In ogni caso, si può almeno sperare che la conclusione ingloriosa di questa lunga operazione possa servire a farci ripensare alla nostra Difesa, da troppi anni vittima di trascuratezze e ridimensionamenti, soprattutto a danno dell’Esercito, che il futuro che sta facendo capolino potrebbe non perdonarci.

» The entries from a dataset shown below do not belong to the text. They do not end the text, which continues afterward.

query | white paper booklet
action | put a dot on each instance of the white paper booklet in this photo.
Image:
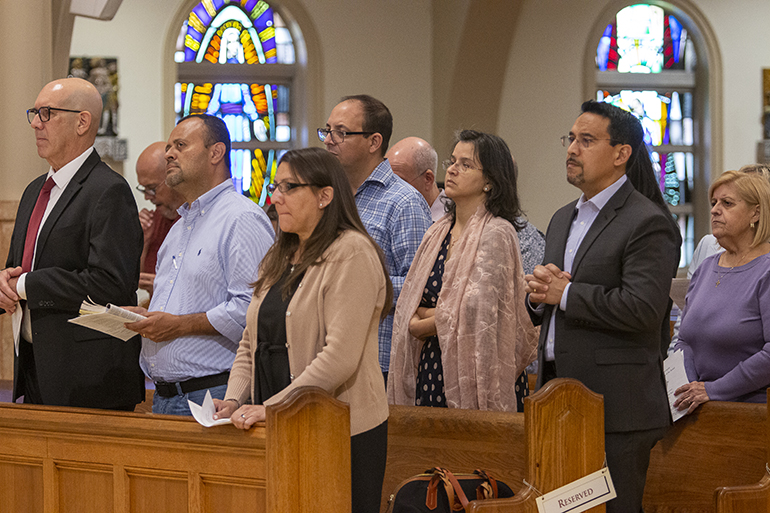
(107, 319)
(204, 413)
(673, 367)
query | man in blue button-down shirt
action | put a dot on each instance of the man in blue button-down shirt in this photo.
(205, 265)
(394, 213)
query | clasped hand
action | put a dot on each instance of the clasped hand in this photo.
(158, 327)
(243, 417)
(423, 323)
(546, 284)
(8, 297)
(690, 396)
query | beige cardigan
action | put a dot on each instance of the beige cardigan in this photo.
(331, 333)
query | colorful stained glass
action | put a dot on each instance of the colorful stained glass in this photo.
(234, 31)
(644, 39)
(257, 114)
(667, 118)
(252, 112)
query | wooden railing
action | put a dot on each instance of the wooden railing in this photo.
(750, 498)
(56, 460)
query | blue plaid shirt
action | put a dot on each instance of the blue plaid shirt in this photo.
(396, 216)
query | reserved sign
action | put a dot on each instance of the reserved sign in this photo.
(580, 495)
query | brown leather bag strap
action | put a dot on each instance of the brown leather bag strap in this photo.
(431, 498)
(459, 502)
(487, 489)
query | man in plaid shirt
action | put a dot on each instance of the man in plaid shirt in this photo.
(395, 214)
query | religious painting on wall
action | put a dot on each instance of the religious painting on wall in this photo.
(102, 72)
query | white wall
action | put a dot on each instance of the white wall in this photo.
(544, 89)
(744, 41)
(382, 49)
(367, 46)
(136, 37)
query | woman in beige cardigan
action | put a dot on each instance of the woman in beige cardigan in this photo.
(461, 333)
(313, 319)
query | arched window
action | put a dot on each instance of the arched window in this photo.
(646, 62)
(236, 60)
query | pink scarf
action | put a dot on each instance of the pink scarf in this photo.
(484, 331)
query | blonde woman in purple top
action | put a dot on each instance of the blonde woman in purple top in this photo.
(725, 333)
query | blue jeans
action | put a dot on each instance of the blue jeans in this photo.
(177, 405)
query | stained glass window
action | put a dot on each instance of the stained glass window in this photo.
(646, 39)
(243, 32)
(257, 112)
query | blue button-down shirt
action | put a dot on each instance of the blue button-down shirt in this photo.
(206, 263)
(396, 216)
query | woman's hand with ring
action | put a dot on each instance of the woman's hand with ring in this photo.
(248, 415)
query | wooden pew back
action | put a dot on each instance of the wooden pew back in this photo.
(721, 444)
(751, 498)
(61, 460)
(558, 439)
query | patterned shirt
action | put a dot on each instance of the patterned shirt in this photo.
(396, 216)
(209, 258)
(532, 246)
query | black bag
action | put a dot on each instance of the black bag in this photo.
(440, 491)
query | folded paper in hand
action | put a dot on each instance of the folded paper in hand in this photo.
(107, 319)
(204, 413)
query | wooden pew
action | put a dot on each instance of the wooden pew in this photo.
(56, 460)
(751, 498)
(558, 439)
(722, 444)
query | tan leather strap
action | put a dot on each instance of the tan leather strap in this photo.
(459, 500)
(487, 489)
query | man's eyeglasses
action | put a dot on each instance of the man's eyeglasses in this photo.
(149, 190)
(338, 136)
(45, 113)
(285, 187)
(583, 142)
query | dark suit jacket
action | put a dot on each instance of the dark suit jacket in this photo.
(609, 335)
(89, 245)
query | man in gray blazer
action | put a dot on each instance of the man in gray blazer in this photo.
(601, 294)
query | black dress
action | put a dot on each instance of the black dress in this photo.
(271, 359)
(430, 379)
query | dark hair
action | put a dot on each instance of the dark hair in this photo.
(625, 128)
(499, 168)
(216, 131)
(377, 118)
(322, 169)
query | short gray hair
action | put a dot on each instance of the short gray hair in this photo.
(424, 158)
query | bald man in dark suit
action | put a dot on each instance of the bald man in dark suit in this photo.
(77, 235)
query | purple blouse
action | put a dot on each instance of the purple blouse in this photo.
(725, 333)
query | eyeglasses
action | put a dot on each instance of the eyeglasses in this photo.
(338, 136)
(464, 166)
(583, 142)
(149, 190)
(285, 187)
(45, 113)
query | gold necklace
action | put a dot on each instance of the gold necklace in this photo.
(719, 278)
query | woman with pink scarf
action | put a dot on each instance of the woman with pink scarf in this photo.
(461, 334)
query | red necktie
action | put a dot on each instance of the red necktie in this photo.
(34, 224)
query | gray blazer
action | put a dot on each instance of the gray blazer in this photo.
(609, 335)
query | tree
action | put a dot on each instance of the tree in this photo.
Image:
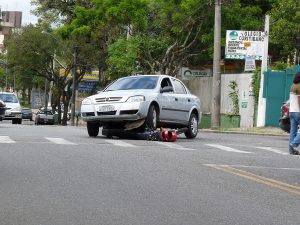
(284, 28)
(32, 54)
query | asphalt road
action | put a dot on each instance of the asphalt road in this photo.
(59, 176)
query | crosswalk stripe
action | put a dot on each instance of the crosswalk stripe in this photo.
(273, 150)
(6, 140)
(120, 143)
(60, 141)
(225, 148)
(176, 146)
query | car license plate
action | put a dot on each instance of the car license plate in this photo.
(106, 108)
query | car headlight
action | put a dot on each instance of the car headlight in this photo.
(17, 109)
(137, 98)
(86, 101)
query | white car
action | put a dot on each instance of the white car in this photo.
(149, 100)
(13, 110)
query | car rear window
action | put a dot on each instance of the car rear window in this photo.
(8, 98)
(132, 83)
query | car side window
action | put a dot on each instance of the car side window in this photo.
(166, 82)
(179, 88)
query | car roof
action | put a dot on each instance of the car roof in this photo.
(10, 93)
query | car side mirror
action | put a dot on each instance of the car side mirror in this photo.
(166, 89)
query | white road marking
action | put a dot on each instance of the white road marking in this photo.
(120, 143)
(225, 148)
(257, 167)
(60, 141)
(273, 150)
(176, 146)
(6, 140)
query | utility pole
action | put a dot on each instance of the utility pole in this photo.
(73, 98)
(261, 108)
(216, 85)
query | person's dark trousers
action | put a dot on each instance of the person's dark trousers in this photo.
(294, 131)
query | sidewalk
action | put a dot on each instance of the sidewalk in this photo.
(253, 130)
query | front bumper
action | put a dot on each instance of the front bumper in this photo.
(121, 112)
(12, 115)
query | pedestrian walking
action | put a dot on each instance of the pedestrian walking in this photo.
(294, 141)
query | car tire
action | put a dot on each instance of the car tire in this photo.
(192, 130)
(93, 129)
(152, 118)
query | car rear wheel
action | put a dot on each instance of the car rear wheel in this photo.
(93, 129)
(192, 127)
(152, 118)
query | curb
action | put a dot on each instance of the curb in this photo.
(244, 132)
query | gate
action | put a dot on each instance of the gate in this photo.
(276, 90)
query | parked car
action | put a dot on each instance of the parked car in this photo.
(13, 107)
(2, 110)
(149, 100)
(27, 113)
(44, 116)
(284, 121)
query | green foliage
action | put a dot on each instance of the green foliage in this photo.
(279, 65)
(255, 84)
(123, 55)
(234, 96)
(284, 28)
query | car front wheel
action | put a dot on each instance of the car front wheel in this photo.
(192, 127)
(152, 118)
(93, 129)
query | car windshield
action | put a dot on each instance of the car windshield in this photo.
(133, 83)
(8, 97)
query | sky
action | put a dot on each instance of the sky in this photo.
(19, 5)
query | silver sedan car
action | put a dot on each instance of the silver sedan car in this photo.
(143, 102)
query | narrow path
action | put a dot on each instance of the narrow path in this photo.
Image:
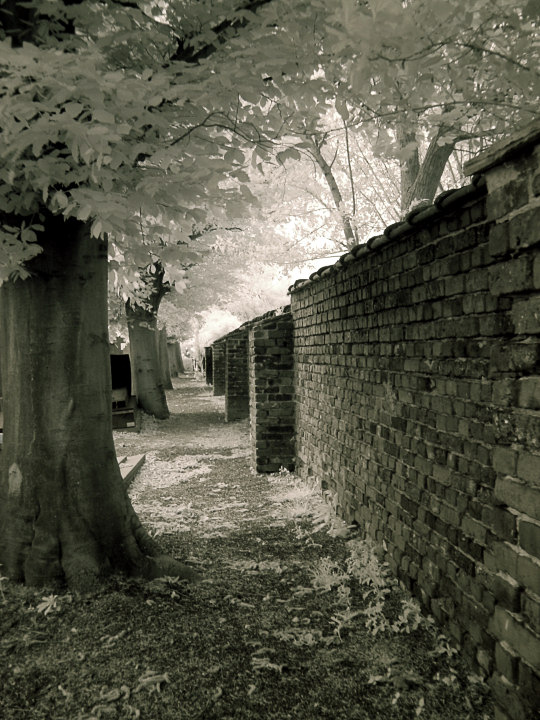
(288, 621)
(294, 620)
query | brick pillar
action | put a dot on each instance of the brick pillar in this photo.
(272, 393)
(218, 366)
(208, 365)
(236, 376)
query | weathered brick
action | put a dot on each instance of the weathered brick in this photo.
(529, 536)
(505, 460)
(507, 661)
(518, 495)
(511, 276)
(530, 609)
(526, 315)
(524, 230)
(529, 394)
(508, 627)
(528, 469)
(529, 684)
(499, 239)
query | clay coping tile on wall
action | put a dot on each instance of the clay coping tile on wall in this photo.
(419, 215)
(283, 310)
(504, 149)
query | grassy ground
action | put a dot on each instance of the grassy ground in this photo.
(294, 618)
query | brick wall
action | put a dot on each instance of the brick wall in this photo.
(236, 375)
(271, 392)
(218, 366)
(417, 378)
(208, 367)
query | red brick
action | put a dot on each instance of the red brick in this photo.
(530, 609)
(518, 495)
(529, 536)
(529, 393)
(526, 315)
(507, 661)
(508, 627)
(528, 469)
(505, 460)
(512, 276)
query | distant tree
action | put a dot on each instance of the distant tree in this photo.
(109, 118)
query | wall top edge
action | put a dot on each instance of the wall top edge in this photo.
(504, 149)
(421, 214)
(283, 310)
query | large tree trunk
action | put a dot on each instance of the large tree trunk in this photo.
(143, 344)
(65, 516)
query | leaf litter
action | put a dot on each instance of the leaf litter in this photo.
(296, 617)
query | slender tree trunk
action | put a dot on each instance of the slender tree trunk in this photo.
(163, 357)
(430, 172)
(409, 165)
(144, 342)
(143, 333)
(348, 231)
(178, 354)
(173, 364)
(65, 516)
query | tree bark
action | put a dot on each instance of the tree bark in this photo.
(178, 354)
(143, 348)
(409, 165)
(348, 231)
(144, 342)
(430, 172)
(173, 364)
(163, 357)
(65, 516)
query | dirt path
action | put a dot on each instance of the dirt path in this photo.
(294, 620)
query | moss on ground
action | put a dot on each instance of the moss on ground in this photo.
(277, 629)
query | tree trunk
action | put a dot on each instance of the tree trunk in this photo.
(173, 364)
(431, 169)
(143, 343)
(348, 231)
(180, 362)
(163, 357)
(409, 165)
(65, 516)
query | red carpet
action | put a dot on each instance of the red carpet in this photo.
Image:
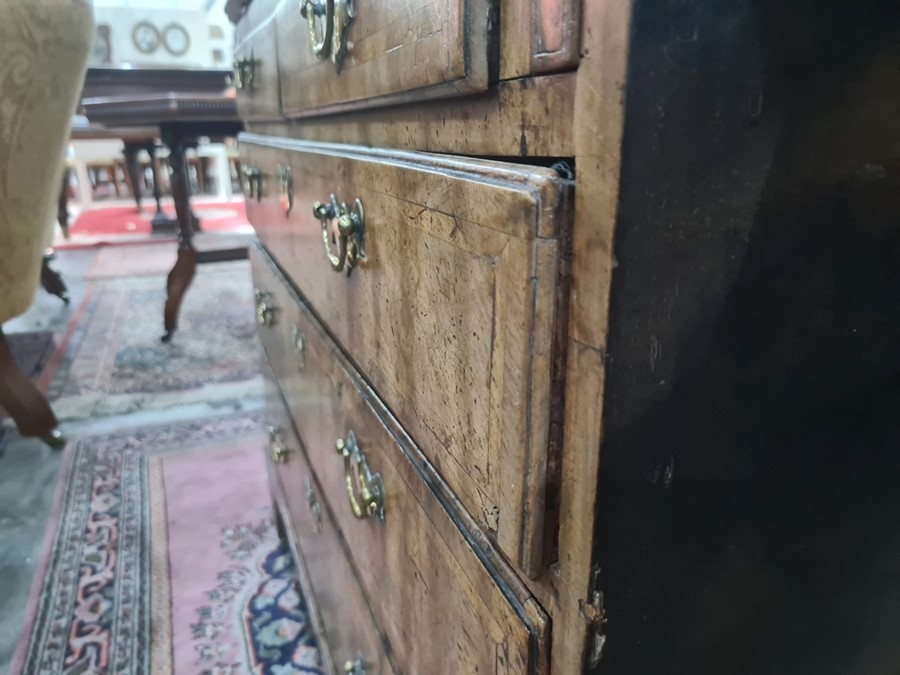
(119, 220)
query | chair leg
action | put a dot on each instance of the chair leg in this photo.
(24, 402)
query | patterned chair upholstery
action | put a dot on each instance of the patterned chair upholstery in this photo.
(44, 48)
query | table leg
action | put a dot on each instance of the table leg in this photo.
(161, 222)
(52, 282)
(24, 402)
(133, 167)
(62, 207)
(186, 264)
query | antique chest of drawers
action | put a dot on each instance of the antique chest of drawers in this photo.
(415, 205)
(450, 324)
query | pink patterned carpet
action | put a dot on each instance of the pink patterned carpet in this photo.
(162, 557)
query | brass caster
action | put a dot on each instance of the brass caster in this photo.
(55, 440)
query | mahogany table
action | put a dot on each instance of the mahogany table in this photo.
(182, 118)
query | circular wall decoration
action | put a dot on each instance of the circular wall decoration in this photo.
(176, 39)
(145, 37)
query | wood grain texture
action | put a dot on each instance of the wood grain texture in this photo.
(338, 610)
(452, 314)
(399, 51)
(260, 99)
(522, 118)
(538, 36)
(599, 119)
(445, 599)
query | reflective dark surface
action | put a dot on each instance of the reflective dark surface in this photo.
(749, 511)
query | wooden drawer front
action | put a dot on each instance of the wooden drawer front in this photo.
(445, 600)
(340, 615)
(451, 314)
(256, 73)
(396, 51)
(538, 36)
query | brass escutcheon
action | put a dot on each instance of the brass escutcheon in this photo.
(351, 226)
(365, 489)
(298, 340)
(277, 450)
(265, 309)
(244, 72)
(286, 177)
(357, 667)
(315, 510)
(319, 15)
(254, 182)
(328, 21)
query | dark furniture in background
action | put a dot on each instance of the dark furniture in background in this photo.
(181, 118)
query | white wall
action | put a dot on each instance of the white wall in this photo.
(200, 54)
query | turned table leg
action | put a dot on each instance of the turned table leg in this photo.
(62, 207)
(186, 264)
(24, 402)
(135, 175)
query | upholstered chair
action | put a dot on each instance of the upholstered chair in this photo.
(44, 47)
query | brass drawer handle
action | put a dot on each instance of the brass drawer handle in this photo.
(254, 182)
(319, 13)
(286, 177)
(265, 309)
(357, 667)
(244, 70)
(277, 449)
(365, 489)
(315, 509)
(298, 340)
(328, 21)
(351, 232)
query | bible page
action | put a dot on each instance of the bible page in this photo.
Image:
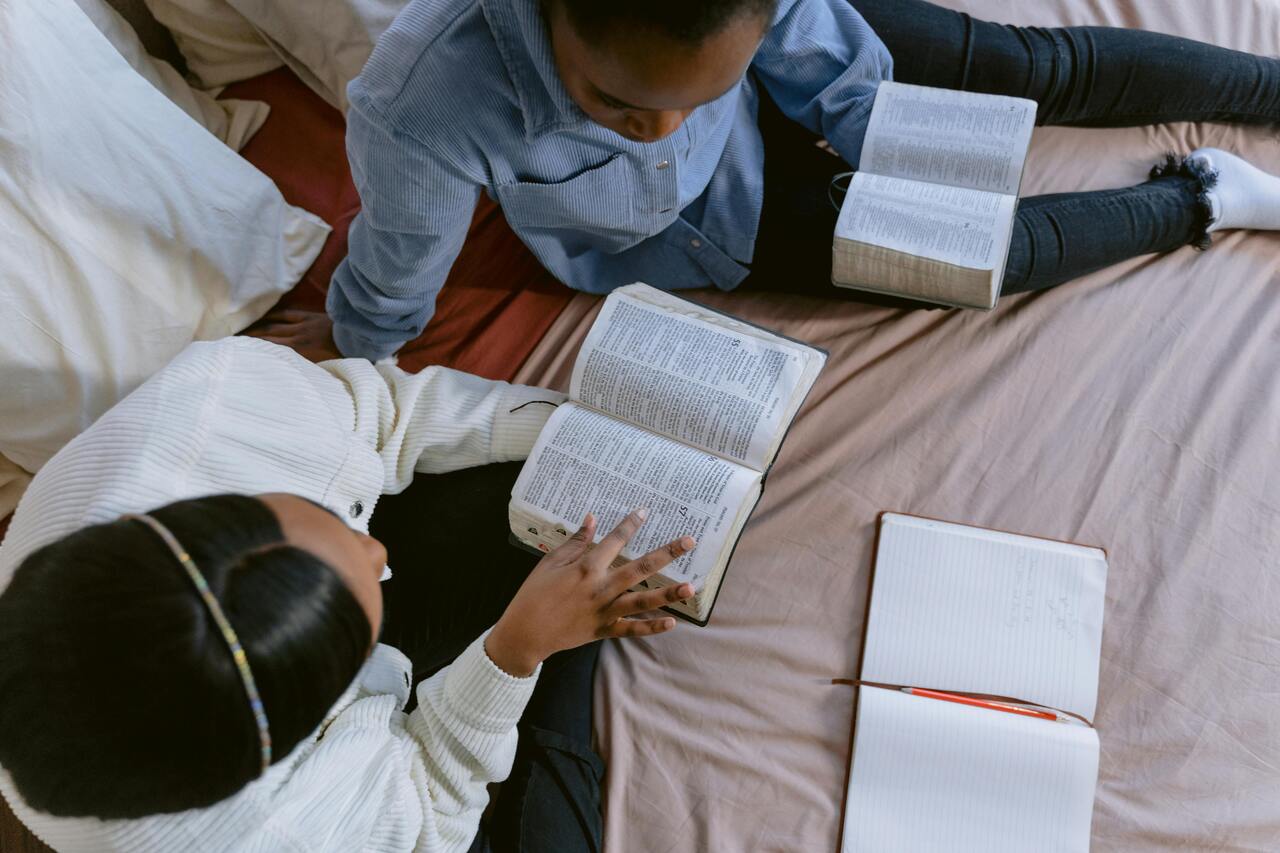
(963, 227)
(933, 775)
(668, 365)
(585, 461)
(944, 136)
(969, 610)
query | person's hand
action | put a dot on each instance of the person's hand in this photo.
(574, 596)
(310, 333)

Ma da un punto di vista più generale quello che è certo è che la crisi di credibilità con la quale gli Usa, la Nato e l’Occidente concludono la loro lunga parabola afghana non sarà indolore. Il vuoto lasciato potrebbe essere riempito da altri interlocutori, che già ora scaldano i motori, a partire dalla Cina, ma anche da Russia, Pakistan e Turchia. Mentre quest’ultima ha già dimostrato di guardare all’Asia centrale come a una sua naturale area di influenza (a prescindere dalla propria appartenenza alla Nato), la prima potrebbe sentirsi incoraggiata a innalzare i termini dello scontro su Taiwan, contando su un ulteriore disimpegno americano da un’isola che da sempre considera sua. Ma anche in Europa e Medio Oriente crisi come quella ucraina e siriana potrebbero lasciare spazio a escalation politiche e forse militari difficili da controllare e comunque pericolose, in considerazione della possibile tentazione Usa di ribaltare con una prova muscolare una immagine ammaccata dal disastro di Kabul. Un serio dialogo euro-atlantico, che prevenga reazioni fuori misura e che non escluda la Russia, è per questo indispensabile e fa ben sperare l’iniziativa di un G20 per trattare dell’azione diretta a ricostruire la stabilità dell’Afghanistan. Il coinvolgimento di Vladimir Putin mediante una telefonata da parte del presidente del Consiglio, Mario Draghi, è quindi un ottimo segnale in tal senso. Ora è il momento della prudenza, infatti, rinunciando alla grancassa della retorica dei diritti negati, dagli “altri” naturalmente, per ricostruire un clima di collaborazione internazionale indispensabile.